Burbage was a shareholder in the troupe lord Strange’s Men and as such he was half Will’s employer.
The brandy tingled on the back of Will’s throat and his tongue felt thick. Still, he reckoned even harsh spirits a more welcome mouthful than blood. Kit killed. Would he risk everything … ? But Kit had been rash. And brilliant, and outrageous, and flamboyant. And young. Two months older than Will, who was just barely twenty-nine. He sipped again.
“They can’t all be genius.” Burbage laughed and tipped his mug. “Did you ever pause to wonder why not?”
Oh, the brandy was making Will honest. “Heady stuff,” he commented. “If my skill were equal mine ambition, Richard” Will shook his head. “What will we do for money if the playhouses can’t open? How long will lord Strange champion players who cannot play? Anne and my children must eat.” He’d picked up the quill. He turned it over, admiring the way candlelight caught in its ink-spotted vanes.
Burbage waved the bottle between his nose and the pen. “Have another drink, Will.”
“I’ve a play to write.”
“Which opens tomorrow, doubtless?”
“ And poor Kit undeserving of a wake? Unfair!” But Will lifted the tankard and breathed the smoky fumes deep, feeling as though they seared his brain. “Poor Kit… ”.
“Indeed. Would serve your Queen so, Will? Serve her to the death?”
That brought him up short. “Is that what poor Marley did? Not stabbed for treason, or murdered by his conspirators before he could name their names. Nor killed for his,” Will lowered his voice “—atheism, and the talk of …” He drank again, but held his hand over his cup when Burbage would have filled it. “I can’t write.”
“Drink will fix it.”
Will did not uncover his tankard. “Drink fixes little, and what it doth fix can oft be not unfixed again.”

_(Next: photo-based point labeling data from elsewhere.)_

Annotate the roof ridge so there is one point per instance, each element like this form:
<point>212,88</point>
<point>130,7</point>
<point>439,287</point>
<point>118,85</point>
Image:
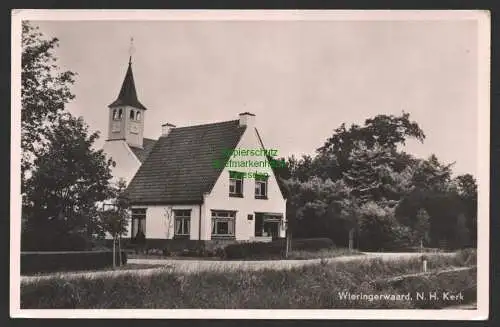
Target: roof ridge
<point>207,124</point>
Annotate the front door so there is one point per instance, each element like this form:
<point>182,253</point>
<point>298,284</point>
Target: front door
<point>267,225</point>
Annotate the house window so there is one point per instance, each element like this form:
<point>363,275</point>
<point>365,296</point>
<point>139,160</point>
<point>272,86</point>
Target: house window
<point>261,187</point>
<point>235,184</point>
<point>138,224</point>
<point>182,221</point>
<point>223,223</point>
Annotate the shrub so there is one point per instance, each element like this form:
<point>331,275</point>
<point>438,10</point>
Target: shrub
<point>37,262</point>
<point>311,244</point>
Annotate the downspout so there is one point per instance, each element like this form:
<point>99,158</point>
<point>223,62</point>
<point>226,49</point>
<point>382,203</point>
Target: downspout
<point>199,224</point>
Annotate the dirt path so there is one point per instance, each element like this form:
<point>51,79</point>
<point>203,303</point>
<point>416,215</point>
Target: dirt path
<point>190,266</point>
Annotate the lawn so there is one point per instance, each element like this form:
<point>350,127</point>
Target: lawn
<point>315,286</point>
<point>292,255</point>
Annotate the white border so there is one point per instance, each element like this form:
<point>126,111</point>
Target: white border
<point>483,19</point>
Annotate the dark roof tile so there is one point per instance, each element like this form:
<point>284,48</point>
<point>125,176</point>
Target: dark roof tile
<point>180,166</point>
<point>147,146</point>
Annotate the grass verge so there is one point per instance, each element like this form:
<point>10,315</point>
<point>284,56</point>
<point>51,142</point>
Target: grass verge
<point>316,286</point>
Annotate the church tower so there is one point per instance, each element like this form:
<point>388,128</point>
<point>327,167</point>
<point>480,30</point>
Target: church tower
<point>126,114</point>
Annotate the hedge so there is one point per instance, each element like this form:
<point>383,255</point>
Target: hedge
<point>256,250</point>
<point>37,262</point>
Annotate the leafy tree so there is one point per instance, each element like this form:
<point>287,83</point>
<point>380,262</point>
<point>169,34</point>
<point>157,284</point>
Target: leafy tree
<point>467,190</point>
<point>45,90</point>
<point>314,208</point>
<point>461,232</point>
<point>377,227</point>
<point>116,218</point>
<point>383,131</point>
<point>61,193</point>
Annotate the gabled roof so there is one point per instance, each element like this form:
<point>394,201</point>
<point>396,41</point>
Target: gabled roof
<point>128,94</point>
<point>180,166</point>
<point>147,146</point>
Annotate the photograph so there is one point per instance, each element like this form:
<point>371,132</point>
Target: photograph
<point>250,164</point>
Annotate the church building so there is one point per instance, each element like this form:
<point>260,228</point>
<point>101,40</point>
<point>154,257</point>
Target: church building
<point>184,186</point>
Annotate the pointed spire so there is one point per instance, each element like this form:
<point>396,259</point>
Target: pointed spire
<point>128,94</point>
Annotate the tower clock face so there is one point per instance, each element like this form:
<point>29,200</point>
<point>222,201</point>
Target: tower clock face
<point>115,128</point>
<point>134,129</point>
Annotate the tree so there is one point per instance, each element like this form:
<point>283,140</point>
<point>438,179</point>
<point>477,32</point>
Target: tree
<point>44,93</point>
<point>461,232</point>
<point>467,190</point>
<point>382,131</point>
<point>377,227</point>
<point>168,221</point>
<point>115,219</point>
<point>422,227</point>
<point>62,192</point>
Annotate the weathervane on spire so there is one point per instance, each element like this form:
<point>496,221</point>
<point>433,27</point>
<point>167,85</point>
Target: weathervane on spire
<point>131,50</point>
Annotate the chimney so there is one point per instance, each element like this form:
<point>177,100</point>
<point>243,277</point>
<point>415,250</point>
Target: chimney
<point>166,128</point>
<point>247,119</point>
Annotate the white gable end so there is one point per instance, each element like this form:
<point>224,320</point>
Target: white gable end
<point>127,163</point>
<point>219,198</point>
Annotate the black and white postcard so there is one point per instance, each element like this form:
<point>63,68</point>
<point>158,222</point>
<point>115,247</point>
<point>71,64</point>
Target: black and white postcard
<point>176,163</point>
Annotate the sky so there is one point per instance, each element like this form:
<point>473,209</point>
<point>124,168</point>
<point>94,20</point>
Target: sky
<point>301,79</point>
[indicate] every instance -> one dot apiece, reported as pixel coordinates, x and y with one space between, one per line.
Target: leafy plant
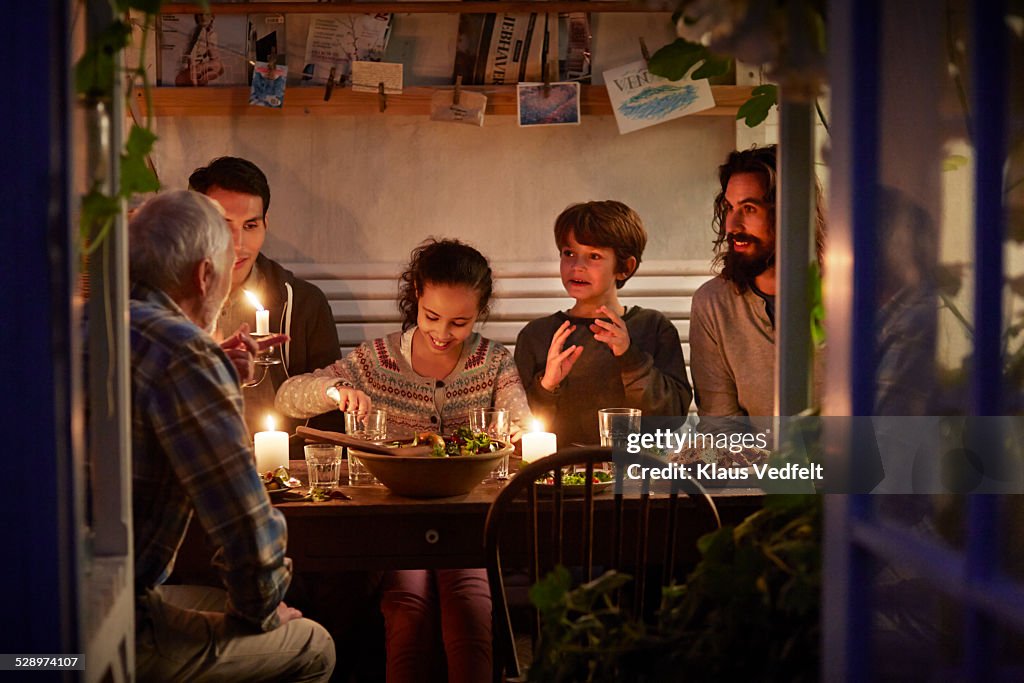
96 75
785 37
751 608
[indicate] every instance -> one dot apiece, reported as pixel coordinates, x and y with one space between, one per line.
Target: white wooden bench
363 296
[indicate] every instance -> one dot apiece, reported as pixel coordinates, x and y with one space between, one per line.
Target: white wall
357 188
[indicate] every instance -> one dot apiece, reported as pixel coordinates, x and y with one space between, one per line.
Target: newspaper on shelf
336 41
506 48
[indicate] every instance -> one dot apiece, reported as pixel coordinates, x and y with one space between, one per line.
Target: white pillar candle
262 314
537 443
263 322
271 449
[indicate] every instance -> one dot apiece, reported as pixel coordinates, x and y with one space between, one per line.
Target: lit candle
271 449
537 443
262 315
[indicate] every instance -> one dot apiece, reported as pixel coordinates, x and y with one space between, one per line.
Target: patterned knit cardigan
485 376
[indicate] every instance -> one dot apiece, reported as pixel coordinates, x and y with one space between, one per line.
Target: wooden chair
636 532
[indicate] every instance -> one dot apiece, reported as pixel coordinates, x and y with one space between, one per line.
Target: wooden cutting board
360 444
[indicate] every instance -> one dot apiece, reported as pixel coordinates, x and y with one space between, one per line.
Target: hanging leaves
678 57
756 110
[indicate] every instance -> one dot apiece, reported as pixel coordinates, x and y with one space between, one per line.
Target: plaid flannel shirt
190 452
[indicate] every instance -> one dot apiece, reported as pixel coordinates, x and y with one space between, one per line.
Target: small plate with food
279 482
574 483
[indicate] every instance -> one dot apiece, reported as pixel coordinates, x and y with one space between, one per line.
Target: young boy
599 353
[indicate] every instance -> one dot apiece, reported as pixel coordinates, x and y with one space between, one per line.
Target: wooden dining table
369 527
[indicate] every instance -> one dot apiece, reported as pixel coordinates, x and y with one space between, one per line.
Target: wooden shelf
414 101
431 7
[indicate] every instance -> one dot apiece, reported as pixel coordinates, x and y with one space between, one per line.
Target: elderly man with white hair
192 457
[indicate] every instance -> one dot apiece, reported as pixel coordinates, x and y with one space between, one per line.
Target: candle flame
254 300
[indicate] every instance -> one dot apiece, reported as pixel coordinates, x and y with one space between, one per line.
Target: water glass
496 423
323 466
371 426
615 425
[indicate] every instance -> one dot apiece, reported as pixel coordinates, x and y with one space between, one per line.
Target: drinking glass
371 426
496 423
615 425
324 468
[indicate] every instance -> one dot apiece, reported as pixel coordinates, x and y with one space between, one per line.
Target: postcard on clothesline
469 110
268 87
557 104
367 77
338 40
641 99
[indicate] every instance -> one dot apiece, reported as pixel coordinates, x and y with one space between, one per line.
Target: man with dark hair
732 321
297 307
193 458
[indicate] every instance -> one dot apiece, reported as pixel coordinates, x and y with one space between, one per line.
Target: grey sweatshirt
651 375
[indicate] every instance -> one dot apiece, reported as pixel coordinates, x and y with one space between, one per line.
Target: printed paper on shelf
268 87
338 40
203 49
495 49
641 99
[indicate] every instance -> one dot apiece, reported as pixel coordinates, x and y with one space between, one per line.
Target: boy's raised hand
560 360
612 332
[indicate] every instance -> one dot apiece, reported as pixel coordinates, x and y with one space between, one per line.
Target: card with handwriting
640 99
469 110
367 77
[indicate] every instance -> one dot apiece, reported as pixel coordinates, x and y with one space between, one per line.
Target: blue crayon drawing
657 101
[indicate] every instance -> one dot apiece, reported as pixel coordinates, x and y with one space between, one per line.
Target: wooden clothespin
545 75
271 63
644 51
330 84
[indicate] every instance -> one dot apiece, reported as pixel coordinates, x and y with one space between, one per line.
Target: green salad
463 441
579 478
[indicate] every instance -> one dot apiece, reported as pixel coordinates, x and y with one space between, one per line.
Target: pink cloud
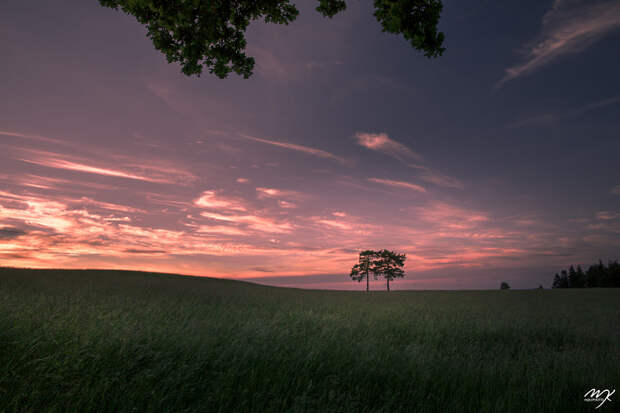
398 184
299 148
569 27
381 142
210 199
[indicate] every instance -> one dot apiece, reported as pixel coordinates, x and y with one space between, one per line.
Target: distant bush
596 276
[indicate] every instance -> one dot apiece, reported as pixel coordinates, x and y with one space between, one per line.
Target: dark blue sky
499 159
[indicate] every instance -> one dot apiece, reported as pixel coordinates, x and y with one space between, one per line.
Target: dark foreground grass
114 341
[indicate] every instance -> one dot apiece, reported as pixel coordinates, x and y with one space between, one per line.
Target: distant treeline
596 276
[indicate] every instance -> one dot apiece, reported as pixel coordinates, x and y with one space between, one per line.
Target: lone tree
390 265
367 264
211 33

“Ah.” Burbage shifted his attention to his own cup as Will stood and paced. “In vino veritas. Is a Queen worth risking your life for, Will?”
“Why ask you these things of me?” Splinters curled from the wainscot shelf. Years of dry heat and creeping chill had cracked the wood long and deep between cheap plaster. Will picked spindled wood with one ink stained fingernail. He’d papered the walls with broadsheets, which also peeled. A Queen. The idea of a Queen… .
“The reality not worth your time?”
Burbage leaned on the wall, brandy-sharp breath hot on Will’s cheek. He thrust Will’s cup into his hand; Will took it by reflex.
“It’s her got Kit killed, isn’t it? Blood and a knife in the face. That’s what Queens get you.”
“Treason,” Will whispered.
Burbage’s face was flushed, his cheeks hot, red-blond hair straggled down in his too-bright eyes. Like a man fevered. Like a man mad.